Hi, I have the same problem. For me it's not clear (in general) how to train the model for estimate the respiration rate and subsequently test it. I have some questions:

revanurambareesh commented 2 years ago

If you are using the V4V dataset, the reason why training takes long is that the dataloader needs to process large videos present the original V4V dataset. (#1).

Either you could use/create a smaller dataset or cache the processed files on the disk in following manner:

At the beginning of dataloader,

 if os.path.exists(cachepath):
          cached_dict = np.load(cachepath, allow_pickle=True).item()

At the end of dataloader,

if self.use_cache:
            np.save(cachepath, return_dict)

If this helps you, I am happy to accept this change as a pull request.
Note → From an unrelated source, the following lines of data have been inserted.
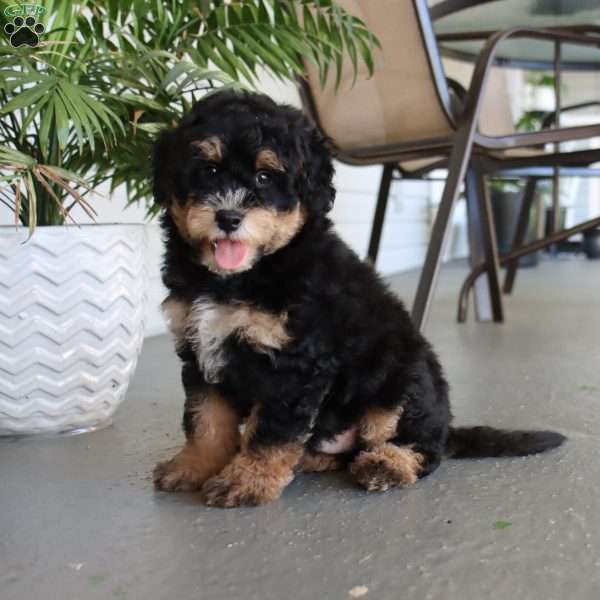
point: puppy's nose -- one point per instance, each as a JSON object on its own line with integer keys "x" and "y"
{"x": 228, "y": 220}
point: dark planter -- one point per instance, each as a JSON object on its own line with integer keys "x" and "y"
{"x": 506, "y": 206}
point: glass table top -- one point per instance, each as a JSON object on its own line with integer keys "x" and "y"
{"x": 482, "y": 15}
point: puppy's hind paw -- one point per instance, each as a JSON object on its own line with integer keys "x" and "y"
{"x": 386, "y": 467}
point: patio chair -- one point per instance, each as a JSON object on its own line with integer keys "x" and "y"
{"x": 405, "y": 112}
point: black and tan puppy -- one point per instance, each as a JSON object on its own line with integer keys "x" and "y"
{"x": 280, "y": 326}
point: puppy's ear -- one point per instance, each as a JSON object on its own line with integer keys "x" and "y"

Following are the args used in this repo:

--batch_size: Batch size used for training/inferencing the model
--epochs: Total number of training epochs
--lr: Learning rate
--name: Experiment name
--datadir: The directory containing path to the dataset
--test: Inference only
--seqlen: Length of the video sequence fed into the model
--gpu: GPU ID (e.g. 0 )
--vidfps: FPS of the videos in dataset (e.g. 25 for V4V dataset)
--numlayer: Number of encoder layers in transformer
--phys: Physiological signal type (e.g HR or RR)

The gt_validation.txt should contain the per-frame ground truth in the V4V submission format. You can find the V4V submission format here: Link

X axis should be the iteration-number for training curve and should be the epoch-number for the validation graphs. Y axis is the value for the loss value for training and validation set. As discussed in the paper the loss formulation in used in this repo is a negative max-cross correlation loss. (Paper)

tomgeek27 commented 2 years ago

Hi, thank you for the answer! I have another question about the respiration chart. What if i want to plot the respiration rate prediction chart? I mean, I would like to give as input one video and see the estimation computed by the trained model on RR on that video. Is this possible?